The scandal surrounding the London interbank offered rate (Libor), against which trillions of dollars worth of products ranging from derivatives to mortgages are priced, has become a symbol for the brazen arrogance with which some in the financial industry have pursued their own interests.
The cash-strapped SFO, one of a number of prosecutors and regulators across the globe investigating the complex case, has received extra funding to help cover its Libor costs from a government keen to see results.
Three banks - Britain’s Barclays and RBS and Swiss UBS - have paid around $2.6 billion to date to secure civil settlements with UK and U.S. regulators. The SFO has leveled criminal charges at three relatively low-level individuals in connection with the scam.
“I don’t think the court of public opinion would at present say, given the scale of Libor, that charging three individuals represents good value for money,” noted Jeremy Summers, a lawyer at Slater and Gordon in London.
In its charges against former Citibank and UBS trader Tom Hayes and former RP Martin brokers Terry Farr and James Gilmour, the SFO has named a string of top banks with whose employees the three allegedly conspired to defraud.
These include JPMorgan, Deutsche Bank, HSBC, Rabobank, ICAP and Tullet Prebon, along with the defendants’ former employers.
Some lawyers have long said that only a corporate conviction would appease public and government outrage at the Libor scandal, while conceding that the odds for a successful prosecution are stacked against the agency.
“If the litmus test as to how well the SFO is doing is Libor, I think the public, and probably the Treasury (finance ministry), expect the prosecution of a bank or other institution,” says Stephen Parkinson, a senior lawyer at Kingsley Napley. “That is going to be difficult.”
In English law, a corporation is only criminally liable if bosses - the so-called “controlling mind” - are culpable. A new Bribery Act has introduced an offence of “failing to prevent” bribery, but much of the Libor gaming is likely to pre-date it and, as yet, it does not extend to other criminal offences.
SFO head David Green has often complained that email chains rarely go above a certain level.
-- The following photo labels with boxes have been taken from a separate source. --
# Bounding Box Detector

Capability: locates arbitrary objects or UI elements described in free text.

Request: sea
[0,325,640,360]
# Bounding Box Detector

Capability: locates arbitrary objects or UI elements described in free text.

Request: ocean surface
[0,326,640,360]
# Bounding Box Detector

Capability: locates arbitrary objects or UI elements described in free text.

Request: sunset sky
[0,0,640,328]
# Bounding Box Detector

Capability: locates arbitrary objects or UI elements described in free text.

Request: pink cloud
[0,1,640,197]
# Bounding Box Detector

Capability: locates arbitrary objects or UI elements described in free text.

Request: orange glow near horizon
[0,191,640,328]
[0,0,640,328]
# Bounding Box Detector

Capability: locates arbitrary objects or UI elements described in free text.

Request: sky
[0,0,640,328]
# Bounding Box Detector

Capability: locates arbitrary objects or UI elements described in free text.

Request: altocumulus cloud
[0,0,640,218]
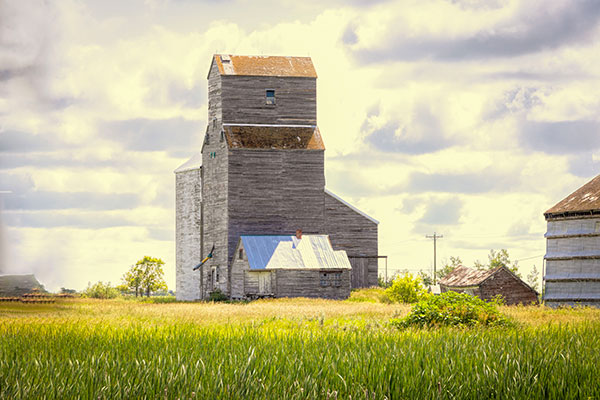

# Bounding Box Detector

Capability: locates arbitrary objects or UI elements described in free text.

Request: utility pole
[425,232,444,285]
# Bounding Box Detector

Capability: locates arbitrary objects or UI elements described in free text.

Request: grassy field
[0,293,600,399]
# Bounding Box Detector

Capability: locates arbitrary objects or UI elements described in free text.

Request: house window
[320,272,342,287]
[267,89,275,105]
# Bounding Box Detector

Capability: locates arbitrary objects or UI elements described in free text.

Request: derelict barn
[544,175,600,307]
[175,55,378,300]
[440,266,538,305]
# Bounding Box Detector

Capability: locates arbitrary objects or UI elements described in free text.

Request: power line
[515,254,544,262]
[425,232,444,285]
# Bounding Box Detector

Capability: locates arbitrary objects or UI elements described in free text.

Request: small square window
[267,90,275,104]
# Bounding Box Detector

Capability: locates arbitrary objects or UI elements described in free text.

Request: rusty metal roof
[544,175,600,218]
[213,54,317,78]
[223,125,325,150]
[440,265,502,287]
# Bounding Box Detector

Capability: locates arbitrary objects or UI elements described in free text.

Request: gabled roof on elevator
[223,125,325,150]
[211,54,317,78]
[544,175,600,218]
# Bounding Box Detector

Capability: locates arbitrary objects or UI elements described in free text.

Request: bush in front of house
[390,292,509,328]
[385,272,430,303]
[81,281,121,299]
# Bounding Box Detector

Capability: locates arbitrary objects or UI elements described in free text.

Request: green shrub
[81,281,121,299]
[208,289,229,301]
[391,292,508,328]
[346,287,390,303]
[385,272,429,303]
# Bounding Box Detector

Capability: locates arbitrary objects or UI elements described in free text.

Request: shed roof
[223,125,325,150]
[213,54,317,78]
[544,175,600,218]
[440,265,502,287]
[0,274,43,296]
[240,235,351,270]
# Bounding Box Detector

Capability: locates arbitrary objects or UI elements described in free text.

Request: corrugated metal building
[544,175,600,307]
[231,231,352,299]
[439,266,538,305]
[175,54,378,300]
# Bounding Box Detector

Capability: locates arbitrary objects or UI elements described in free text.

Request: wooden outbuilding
[439,266,539,305]
[543,175,600,307]
[231,235,352,299]
[0,274,44,297]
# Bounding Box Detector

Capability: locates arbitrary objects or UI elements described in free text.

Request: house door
[258,272,271,294]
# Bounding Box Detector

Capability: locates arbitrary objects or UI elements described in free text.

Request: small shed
[440,266,538,305]
[0,274,44,297]
[231,234,351,299]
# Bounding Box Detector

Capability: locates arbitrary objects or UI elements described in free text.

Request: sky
[0,0,600,290]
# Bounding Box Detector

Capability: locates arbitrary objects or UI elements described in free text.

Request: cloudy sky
[0,0,600,289]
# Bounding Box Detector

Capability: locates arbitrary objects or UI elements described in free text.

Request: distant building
[439,266,538,305]
[0,274,44,297]
[175,54,378,300]
[231,235,352,299]
[544,175,600,307]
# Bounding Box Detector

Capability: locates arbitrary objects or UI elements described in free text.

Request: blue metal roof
[242,235,292,269]
[241,235,351,269]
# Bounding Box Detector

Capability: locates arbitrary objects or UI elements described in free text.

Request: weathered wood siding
[479,269,538,305]
[231,240,250,299]
[201,123,230,298]
[544,216,600,307]
[219,76,317,125]
[228,149,325,259]
[440,269,538,305]
[175,168,202,300]
[323,193,379,289]
[272,269,350,299]
[208,58,223,124]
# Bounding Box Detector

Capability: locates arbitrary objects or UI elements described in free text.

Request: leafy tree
[385,272,429,303]
[123,256,167,297]
[123,257,144,297]
[527,264,540,290]
[418,270,433,286]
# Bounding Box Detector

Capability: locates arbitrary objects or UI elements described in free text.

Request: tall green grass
[0,318,600,399]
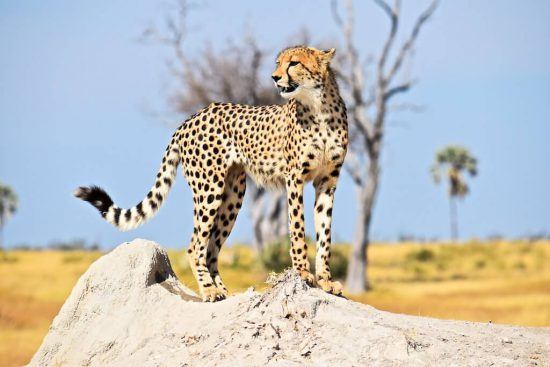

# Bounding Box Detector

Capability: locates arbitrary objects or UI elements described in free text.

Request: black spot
[74,186,113,216]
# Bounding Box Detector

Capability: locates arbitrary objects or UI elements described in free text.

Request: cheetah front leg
[187,185,225,302]
[286,175,314,284]
[206,167,246,298]
[313,169,343,295]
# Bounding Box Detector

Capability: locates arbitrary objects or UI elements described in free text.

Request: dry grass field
[0,241,550,366]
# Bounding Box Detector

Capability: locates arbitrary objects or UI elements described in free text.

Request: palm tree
[0,183,18,251]
[431,145,477,241]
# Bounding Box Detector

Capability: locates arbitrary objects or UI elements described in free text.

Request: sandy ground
[30,239,550,366]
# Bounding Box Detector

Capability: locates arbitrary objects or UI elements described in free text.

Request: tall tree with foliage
[0,183,18,250]
[431,145,477,241]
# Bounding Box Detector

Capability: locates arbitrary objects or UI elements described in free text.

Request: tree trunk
[346,157,380,294]
[449,196,458,242]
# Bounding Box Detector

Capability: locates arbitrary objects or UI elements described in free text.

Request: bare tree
[332,0,438,293]
[143,0,287,252]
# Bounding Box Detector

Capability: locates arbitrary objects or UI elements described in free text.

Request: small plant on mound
[330,247,348,279]
[260,237,292,273]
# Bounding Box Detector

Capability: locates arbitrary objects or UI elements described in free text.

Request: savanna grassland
[0,241,550,366]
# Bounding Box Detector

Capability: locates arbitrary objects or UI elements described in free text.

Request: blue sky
[0,0,550,247]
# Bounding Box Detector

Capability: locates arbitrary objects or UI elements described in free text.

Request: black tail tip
[74,186,113,213]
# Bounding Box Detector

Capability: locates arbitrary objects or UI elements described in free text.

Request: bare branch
[331,0,372,139]
[388,103,426,113]
[374,0,401,85]
[384,82,413,102]
[386,0,439,82]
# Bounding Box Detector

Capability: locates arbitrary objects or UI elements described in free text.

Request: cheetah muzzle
[75,46,348,302]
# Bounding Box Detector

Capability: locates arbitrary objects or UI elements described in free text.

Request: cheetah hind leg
[206,166,246,298]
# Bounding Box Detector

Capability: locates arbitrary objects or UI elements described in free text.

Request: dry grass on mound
[0,241,550,366]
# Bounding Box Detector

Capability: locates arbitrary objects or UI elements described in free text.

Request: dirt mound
[30,239,550,366]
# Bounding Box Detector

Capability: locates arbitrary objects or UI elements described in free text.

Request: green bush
[407,248,435,263]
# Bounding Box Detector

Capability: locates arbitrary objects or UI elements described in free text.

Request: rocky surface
[30,239,550,366]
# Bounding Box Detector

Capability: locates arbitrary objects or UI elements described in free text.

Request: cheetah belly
[230,146,286,189]
[306,126,346,181]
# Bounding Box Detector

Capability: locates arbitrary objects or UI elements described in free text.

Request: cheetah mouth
[277,84,298,94]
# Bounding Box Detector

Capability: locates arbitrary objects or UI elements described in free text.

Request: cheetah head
[271,46,335,101]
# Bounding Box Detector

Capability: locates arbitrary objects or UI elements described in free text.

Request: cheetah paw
[298,270,315,285]
[317,279,344,296]
[201,286,226,302]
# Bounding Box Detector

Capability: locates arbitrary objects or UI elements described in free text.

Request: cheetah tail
[74,134,180,231]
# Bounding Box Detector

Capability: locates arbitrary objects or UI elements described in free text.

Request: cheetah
[75,46,348,302]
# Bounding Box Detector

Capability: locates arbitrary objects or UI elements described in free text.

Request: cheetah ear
[321,48,336,64]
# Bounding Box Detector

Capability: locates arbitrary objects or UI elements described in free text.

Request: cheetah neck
[295,70,345,123]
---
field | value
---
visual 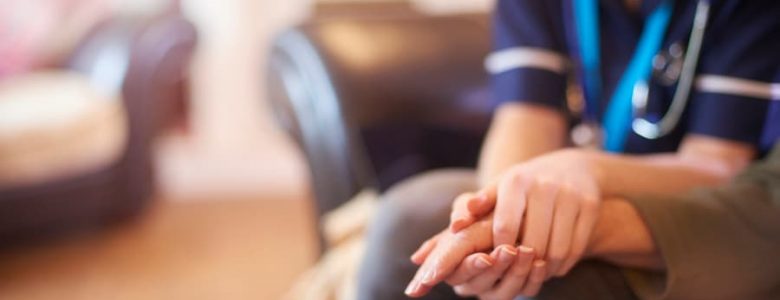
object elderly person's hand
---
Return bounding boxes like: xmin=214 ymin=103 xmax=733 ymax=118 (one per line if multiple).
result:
xmin=406 ymin=215 xmax=546 ymax=299
xmin=450 ymin=149 xmax=602 ymax=276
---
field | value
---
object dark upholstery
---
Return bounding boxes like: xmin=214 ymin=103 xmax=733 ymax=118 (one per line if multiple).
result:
xmin=0 ymin=15 xmax=196 ymax=246
xmin=268 ymin=6 xmax=492 ymax=224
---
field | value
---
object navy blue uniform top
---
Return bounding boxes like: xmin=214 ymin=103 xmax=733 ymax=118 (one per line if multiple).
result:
xmin=486 ymin=0 xmax=780 ymax=153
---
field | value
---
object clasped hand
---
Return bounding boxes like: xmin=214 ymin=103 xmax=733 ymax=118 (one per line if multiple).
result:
xmin=406 ymin=149 xmax=602 ymax=299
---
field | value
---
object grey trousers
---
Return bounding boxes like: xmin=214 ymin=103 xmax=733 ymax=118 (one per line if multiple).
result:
xmin=358 ymin=170 xmax=636 ymax=300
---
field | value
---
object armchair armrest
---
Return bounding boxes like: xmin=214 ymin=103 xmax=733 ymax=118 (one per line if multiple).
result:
xmin=0 ymin=15 xmax=197 ymax=247
xmin=268 ymin=12 xmax=492 ymax=219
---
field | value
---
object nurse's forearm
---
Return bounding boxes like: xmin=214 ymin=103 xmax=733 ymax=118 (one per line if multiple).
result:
xmin=590 ymin=137 xmax=754 ymax=197
xmin=477 ymin=103 xmax=567 ymax=186
xmin=585 ymin=199 xmax=665 ymax=270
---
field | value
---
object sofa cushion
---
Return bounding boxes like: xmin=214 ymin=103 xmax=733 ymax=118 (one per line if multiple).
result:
xmin=0 ymin=71 xmax=128 ymax=188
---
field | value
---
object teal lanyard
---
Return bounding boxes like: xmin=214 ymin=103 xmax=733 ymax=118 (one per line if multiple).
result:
xmin=574 ymin=0 xmax=674 ymax=152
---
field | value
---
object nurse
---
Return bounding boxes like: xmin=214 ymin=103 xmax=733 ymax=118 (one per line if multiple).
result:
xmin=360 ymin=0 xmax=780 ymax=299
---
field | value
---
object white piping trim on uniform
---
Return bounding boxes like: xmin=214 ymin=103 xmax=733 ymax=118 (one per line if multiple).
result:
xmin=485 ymin=47 xmax=568 ymax=74
xmin=696 ymin=74 xmax=780 ymax=101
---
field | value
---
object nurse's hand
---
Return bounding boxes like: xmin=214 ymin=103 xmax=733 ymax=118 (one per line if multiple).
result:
xmin=450 ymin=149 xmax=602 ymax=276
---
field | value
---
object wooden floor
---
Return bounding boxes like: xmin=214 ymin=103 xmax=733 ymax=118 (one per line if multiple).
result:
xmin=0 ymin=199 xmax=317 ymax=300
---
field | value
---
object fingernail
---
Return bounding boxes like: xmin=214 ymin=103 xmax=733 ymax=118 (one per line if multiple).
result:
xmin=474 ymin=257 xmax=493 ymax=270
xmin=404 ymin=281 xmax=419 ymax=296
xmin=450 ymin=219 xmax=466 ymax=232
xmin=517 ymin=246 xmax=534 ymax=254
xmin=422 ymin=270 xmax=436 ymax=285
xmin=501 ymin=246 xmax=517 ymax=258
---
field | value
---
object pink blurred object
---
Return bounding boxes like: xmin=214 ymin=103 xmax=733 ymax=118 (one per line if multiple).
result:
xmin=0 ymin=0 xmax=110 ymax=79
xmin=0 ymin=6 xmax=197 ymax=248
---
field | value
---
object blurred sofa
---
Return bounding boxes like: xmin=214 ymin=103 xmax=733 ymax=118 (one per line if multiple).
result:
xmin=0 ymin=13 xmax=197 ymax=247
xmin=268 ymin=3 xmax=493 ymax=237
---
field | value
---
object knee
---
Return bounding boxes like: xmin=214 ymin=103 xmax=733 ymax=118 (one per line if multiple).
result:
xmin=358 ymin=170 xmax=476 ymax=299
xmin=376 ymin=170 xmax=476 ymax=238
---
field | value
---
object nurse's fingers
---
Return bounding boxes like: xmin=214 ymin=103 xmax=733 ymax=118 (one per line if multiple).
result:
xmin=445 ymin=253 xmax=495 ymax=286
xmin=520 ymin=260 xmax=547 ymax=297
xmin=521 ymin=182 xmax=559 ymax=257
xmin=449 ymin=193 xmax=477 ymax=233
xmin=454 ymin=245 xmax=518 ymax=296
xmin=479 ymin=246 xmax=535 ymax=299
xmin=493 ymin=171 xmax=528 ymax=247
xmin=467 ymin=182 xmax=498 ymax=218
xmin=546 ymin=187 xmax=581 ymax=276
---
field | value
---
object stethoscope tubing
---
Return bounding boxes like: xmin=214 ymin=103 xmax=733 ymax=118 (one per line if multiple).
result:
xmin=631 ymin=0 xmax=710 ymax=139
That could leave the SFO pursuing corporations on compliance failures or negligence charges, lawyers say.
Green faces a tough task to restore faith in the SFO’s crime-busting capabilities.
With an annual budget of around 30 million pounds, a fraction of that of a regional police force, he must deal with a costly defense against a 300-million-pound damages claim, and politicians raking over a “catalogue of errors” under his predecessor.